The flooding has also resulted in an upsurge in the incidence of diseases and a corresponding demand for medicines. There is also a marked lack of food not just because of the floods, but also because most of the food consumed in this arid and semi-arid are parts of the country. The rains have left roads impassable, effectively cutting off the area from the rest of Kenya.

It is precisely because of these conditions that we have editorialised on the matter of the rains in northern Kenya, calling on the Government to declare it a disaster area and quickly mobilise resources and personnel so that food and medicines can be flown there.

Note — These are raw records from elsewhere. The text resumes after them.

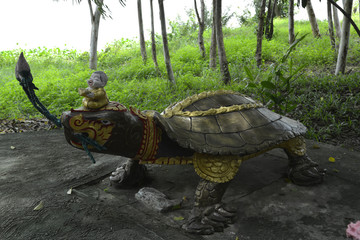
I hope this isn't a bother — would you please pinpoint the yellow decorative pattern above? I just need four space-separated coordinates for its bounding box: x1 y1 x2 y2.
163 90 263 118
140 157 193 165
98 102 127 112
130 108 161 161
194 153 242 183
69 114 114 148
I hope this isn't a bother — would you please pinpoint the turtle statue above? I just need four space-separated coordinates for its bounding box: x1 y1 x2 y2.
16 52 325 234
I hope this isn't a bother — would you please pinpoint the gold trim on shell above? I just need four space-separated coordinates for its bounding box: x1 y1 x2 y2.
162 90 263 118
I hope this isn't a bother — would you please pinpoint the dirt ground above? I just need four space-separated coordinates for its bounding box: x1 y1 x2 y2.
0 130 360 240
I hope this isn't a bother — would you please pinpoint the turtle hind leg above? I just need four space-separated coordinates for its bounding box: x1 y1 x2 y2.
281 137 326 186
110 159 149 188
183 179 236 235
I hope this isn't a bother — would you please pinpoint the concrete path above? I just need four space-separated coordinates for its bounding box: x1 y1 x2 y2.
0 130 360 240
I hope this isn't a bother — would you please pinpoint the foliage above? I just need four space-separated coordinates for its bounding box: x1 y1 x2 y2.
0 19 360 148
244 35 306 114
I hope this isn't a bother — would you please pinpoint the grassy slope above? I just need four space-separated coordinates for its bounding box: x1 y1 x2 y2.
0 20 360 149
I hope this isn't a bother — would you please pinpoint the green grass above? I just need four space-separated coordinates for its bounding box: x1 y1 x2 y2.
0 19 360 148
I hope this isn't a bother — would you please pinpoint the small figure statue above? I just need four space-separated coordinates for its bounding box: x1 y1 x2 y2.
79 71 109 109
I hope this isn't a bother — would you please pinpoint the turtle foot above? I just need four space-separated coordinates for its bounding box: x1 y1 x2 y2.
289 155 326 186
182 204 236 235
110 159 148 188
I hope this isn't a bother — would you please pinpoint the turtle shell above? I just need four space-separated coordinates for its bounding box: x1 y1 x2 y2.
155 90 306 156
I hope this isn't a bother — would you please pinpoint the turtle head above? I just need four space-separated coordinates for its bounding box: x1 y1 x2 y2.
61 102 143 157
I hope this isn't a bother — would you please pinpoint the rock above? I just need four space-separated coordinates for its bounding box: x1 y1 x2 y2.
135 187 182 212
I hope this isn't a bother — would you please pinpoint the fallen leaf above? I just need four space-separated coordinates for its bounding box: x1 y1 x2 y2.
33 201 44 211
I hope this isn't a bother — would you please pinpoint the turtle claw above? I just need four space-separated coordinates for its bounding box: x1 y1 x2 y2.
183 204 236 235
289 155 326 186
110 159 148 188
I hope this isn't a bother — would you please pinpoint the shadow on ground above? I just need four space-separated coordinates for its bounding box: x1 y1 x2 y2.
0 130 360 240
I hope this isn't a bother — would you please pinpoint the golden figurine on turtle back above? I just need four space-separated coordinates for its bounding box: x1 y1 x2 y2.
79 71 109 109
15 55 325 234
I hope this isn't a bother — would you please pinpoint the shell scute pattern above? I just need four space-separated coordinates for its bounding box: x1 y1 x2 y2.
157 91 306 155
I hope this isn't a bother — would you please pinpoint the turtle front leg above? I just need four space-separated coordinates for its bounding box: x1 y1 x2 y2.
183 179 236 234
110 159 148 188
282 137 326 186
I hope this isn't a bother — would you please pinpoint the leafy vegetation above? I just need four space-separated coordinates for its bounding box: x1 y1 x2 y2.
0 19 360 150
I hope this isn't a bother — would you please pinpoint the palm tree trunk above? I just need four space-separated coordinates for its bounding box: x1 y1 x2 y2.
335 0 353 75
88 0 103 70
306 0 321 38
215 0 231 84
327 2 335 49
255 0 266 67
137 0 147 64
333 6 341 39
194 0 205 58
150 0 160 73
289 0 295 45
209 0 217 69
158 0 175 85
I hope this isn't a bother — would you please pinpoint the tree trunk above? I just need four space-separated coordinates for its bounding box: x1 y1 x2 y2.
209 0 217 69
327 1 335 49
306 0 321 38
265 0 272 40
268 0 277 40
333 6 341 39
137 0 147 64
255 0 266 67
215 0 231 84
335 0 353 75
194 0 205 58
265 0 277 40
158 0 175 85
289 0 295 45
150 0 160 73
88 0 103 70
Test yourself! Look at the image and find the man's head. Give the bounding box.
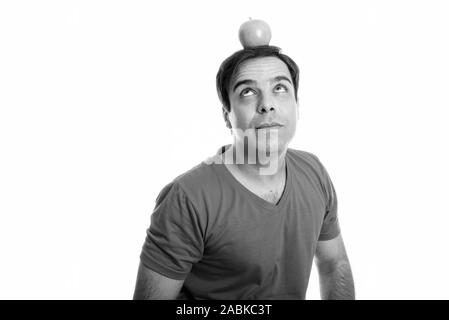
[217,46,299,155]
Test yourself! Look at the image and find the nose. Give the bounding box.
[257,96,276,114]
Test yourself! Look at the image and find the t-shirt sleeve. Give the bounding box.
[140,182,204,280]
[314,156,340,241]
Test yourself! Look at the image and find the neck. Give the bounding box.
[225,144,287,181]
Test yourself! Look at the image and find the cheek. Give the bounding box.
[231,108,253,128]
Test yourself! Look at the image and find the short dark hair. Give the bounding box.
[216,46,299,111]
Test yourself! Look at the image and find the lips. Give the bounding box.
[256,122,283,130]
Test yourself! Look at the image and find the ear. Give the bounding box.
[222,107,232,129]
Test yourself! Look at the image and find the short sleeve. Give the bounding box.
[314,156,340,241]
[140,182,204,280]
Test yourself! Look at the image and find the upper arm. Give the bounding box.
[315,234,348,273]
[133,262,184,300]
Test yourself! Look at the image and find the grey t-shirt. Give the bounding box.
[140,149,340,299]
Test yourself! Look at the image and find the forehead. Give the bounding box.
[230,57,291,87]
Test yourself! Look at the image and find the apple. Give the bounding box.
[239,18,271,49]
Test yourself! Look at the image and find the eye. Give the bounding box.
[240,88,254,97]
[274,84,287,92]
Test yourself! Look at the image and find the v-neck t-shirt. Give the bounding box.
[140,149,340,300]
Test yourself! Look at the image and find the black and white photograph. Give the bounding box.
[0,0,449,302]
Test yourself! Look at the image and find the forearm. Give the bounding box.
[319,260,355,300]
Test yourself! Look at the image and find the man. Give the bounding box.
[134,46,355,299]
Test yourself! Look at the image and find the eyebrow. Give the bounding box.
[232,76,293,91]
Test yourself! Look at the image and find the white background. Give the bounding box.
[0,0,449,299]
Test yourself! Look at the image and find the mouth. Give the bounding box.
[256,122,283,130]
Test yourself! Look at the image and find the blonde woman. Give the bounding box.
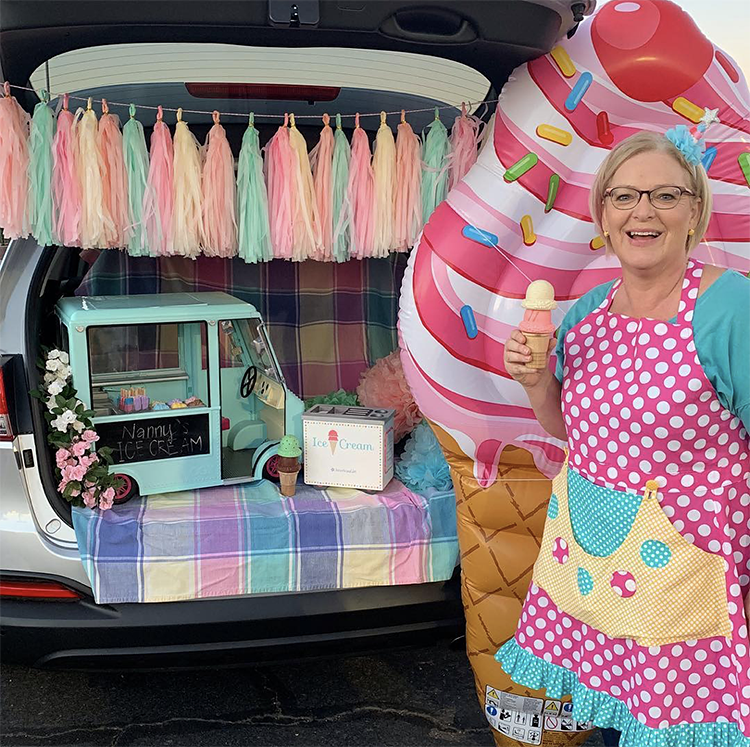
[496,127,750,747]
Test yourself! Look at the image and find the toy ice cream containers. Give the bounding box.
[518,280,557,369]
[277,436,302,497]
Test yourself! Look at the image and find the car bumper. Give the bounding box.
[0,572,464,669]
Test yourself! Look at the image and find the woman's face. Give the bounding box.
[602,152,700,270]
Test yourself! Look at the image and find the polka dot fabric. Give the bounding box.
[498,261,750,747]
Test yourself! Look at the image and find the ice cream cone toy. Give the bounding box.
[518,280,557,369]
[277,436,302,497]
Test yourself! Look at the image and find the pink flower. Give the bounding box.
[99,488,115,511]
[62,464,86,482]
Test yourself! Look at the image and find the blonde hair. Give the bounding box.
[589,131,713,254]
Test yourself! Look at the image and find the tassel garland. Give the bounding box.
[172,109,202,259]
[372,112,396,257]
[52,93,81,246]
[122,104,150,257]
[237,114,273,262]
[347,114,375,259]
[422,109,450,223]
[28,92,55,246]
[0,82,29,239]
[310,114,334,261]
[96,99,130,249]
[0,89,482,262]
[201,111,237,257]
[143,107,174,256]
[393,112,422,252]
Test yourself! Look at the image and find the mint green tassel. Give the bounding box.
[422,109,451,223]
[122,104,151,257]
[331,114,351,262]
[237,114,273,262]
[28,91,56,246]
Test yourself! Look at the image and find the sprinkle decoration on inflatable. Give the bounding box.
[400,0,750,744]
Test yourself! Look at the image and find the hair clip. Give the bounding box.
[664,109,719,166]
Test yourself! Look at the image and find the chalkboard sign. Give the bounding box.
[96,414,211,464]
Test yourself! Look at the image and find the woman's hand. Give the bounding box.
[503,329,557,389]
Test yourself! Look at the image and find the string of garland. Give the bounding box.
[0,83,488,262]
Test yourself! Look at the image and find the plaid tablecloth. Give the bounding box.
[73,480,459,603]
[76,250,406,398]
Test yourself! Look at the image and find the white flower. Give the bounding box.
[47,379,65,397]
[50,415,68,433]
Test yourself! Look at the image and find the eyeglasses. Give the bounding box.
[604,187,695,210]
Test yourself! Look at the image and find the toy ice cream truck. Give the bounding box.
[56,293,304,502]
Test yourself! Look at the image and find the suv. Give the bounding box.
[0,0,595,667]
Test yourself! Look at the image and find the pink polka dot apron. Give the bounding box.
[496,261,750,747]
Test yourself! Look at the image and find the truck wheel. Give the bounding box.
[114,474,140,506]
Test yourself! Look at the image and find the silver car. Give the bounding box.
[0,0,595,667]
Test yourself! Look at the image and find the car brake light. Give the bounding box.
[0,581,81,599]
[0,369,13,441]
[185,83,341,101]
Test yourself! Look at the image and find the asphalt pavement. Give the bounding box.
[0,643,601,747]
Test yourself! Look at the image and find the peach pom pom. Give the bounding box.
[357,350,422,441]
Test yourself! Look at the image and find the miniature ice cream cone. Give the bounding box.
[518,280,557,369]
[328,430,339,455]
[277,436,302,497]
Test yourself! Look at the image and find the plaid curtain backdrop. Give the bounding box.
[76,250,407,398]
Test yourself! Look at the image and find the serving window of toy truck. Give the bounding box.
[88,322,210,416]
[53,293,303,500]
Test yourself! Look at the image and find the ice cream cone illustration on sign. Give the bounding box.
[328,430,339,455]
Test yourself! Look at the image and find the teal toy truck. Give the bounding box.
[56,293,304,503]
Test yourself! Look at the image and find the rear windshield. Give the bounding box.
[31,42,490,131]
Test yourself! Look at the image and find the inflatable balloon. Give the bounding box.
[400,0,750,744]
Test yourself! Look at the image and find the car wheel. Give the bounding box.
[114,474,140,506]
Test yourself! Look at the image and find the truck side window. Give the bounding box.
[88,322,210,416]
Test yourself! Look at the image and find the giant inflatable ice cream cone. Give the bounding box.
[400,0,750,745]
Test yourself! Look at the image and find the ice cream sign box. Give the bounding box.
[302,405,394,490]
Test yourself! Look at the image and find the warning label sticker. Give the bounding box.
[484,685,544,744]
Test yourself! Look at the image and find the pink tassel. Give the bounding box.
[0,81,30,239]
[348,114,375,259]
[201,111,237,257]
[265,115,294,259]
[52,93,81,246]
[289,114,323,262]
[143,106,174,256]
[96,99,132,249]
[448,103,481,189]
[393,111,422,252]
[310,114,333,262]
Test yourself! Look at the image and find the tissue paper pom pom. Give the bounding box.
[305,389,359,410]
[396,420,453,493]
[357,350,422,441]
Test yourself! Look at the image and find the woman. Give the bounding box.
[496,128,750,747]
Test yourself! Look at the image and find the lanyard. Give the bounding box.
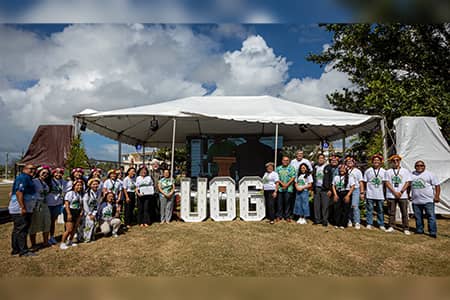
[392,168,400,176]
[373,168,381,178]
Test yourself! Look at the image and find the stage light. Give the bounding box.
[80,121,87,131]
[298,124,308,133]
[150,117,159,131]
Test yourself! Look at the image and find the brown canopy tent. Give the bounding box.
[17,125,73,167]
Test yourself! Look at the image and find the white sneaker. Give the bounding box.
[67,241,78,247]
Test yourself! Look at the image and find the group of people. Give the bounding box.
[263,151,440,238]
[9,160,175,256]
[9,151,440,256]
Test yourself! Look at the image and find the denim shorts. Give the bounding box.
[48,204,62,219]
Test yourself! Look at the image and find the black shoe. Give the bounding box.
[20,251,37,257]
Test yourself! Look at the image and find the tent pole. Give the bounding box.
[170,118,177,178]
[380,117,387,163]
[117,141,122,168]
[273,123,278,168]
[142,144,145,167]
[342,135,346,156]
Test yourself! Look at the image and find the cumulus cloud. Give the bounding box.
[214,35,290,95]
[0,24,349,159]
[280,66,351,108]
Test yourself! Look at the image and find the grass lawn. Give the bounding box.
[0,184,12,207]
[0,219,450,277]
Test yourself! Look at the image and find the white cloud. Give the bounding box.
[0,24,349,158]
[214,35,289,95]
[280,66,351,108]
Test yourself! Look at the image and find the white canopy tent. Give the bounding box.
[394,117,450,214]
[74,96,384,176]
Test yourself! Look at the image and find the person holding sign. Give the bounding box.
[158,169,175,224]
[97,192,121,237]
[411,160,441,238]
[136,167,155,227]
[277,156,296,222]
[123,167,136,228]
[262,162,280,224]
[30,166,51,249]
[332,165,355,229]
[60,179,84,250]
[294,163,313,225]
[384,154,411,235]
[361,154,386,231]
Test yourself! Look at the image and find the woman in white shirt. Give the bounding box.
[136,167,155,227]
[262,162,280,224]
[384,154,411,235]
[60,179,84,250]
[294,163,313,224]
[331,165,355,229]
[123,167,136,228]
[79,178,102,243]
[411,160,441,238]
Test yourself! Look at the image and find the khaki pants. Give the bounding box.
[100,218,121,235]
[387,199,409,230]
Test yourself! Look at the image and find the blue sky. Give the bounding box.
[0,20,348,161]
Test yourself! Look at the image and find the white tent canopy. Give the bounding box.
[74,96,381,147]
[394,117,450,214]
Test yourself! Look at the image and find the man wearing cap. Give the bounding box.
[8,164,36,256]
[361,154,386,231]
[321,154,339,226]
[411,160,441,238]
[384,154,411,235]
[149,158,161,222]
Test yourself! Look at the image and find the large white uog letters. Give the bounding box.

We are pleased to note that Government [...] to deal with the situation and that several non-governmental organisations have also chipped in to assist the sick and the hungry with not only medicine and food, but clothes and bedding for the displaced who could not salvage anything from their submerged homes.

It is in this same spirit that we welcome the Sh31.5 million contribution to this effort from the British Government to fund the emergency relief operations in North Eastern Province. This echoes a British TV commercial that says, every little helps. The Sh31.5 million, taken together with what the Government and NGOs have contributed, means there just may be enough to give hope and succour to Kenyans in need.

But as we have argued since the advent of the El Nino phenomenon, Kenya needs a mechanism for monitoring and responding to such natural disasters. As things stand now, most of the time, Kenyans are caught unawares when disasters strike and nobody seems quite sure what to do.

That must change and the time to begin is now.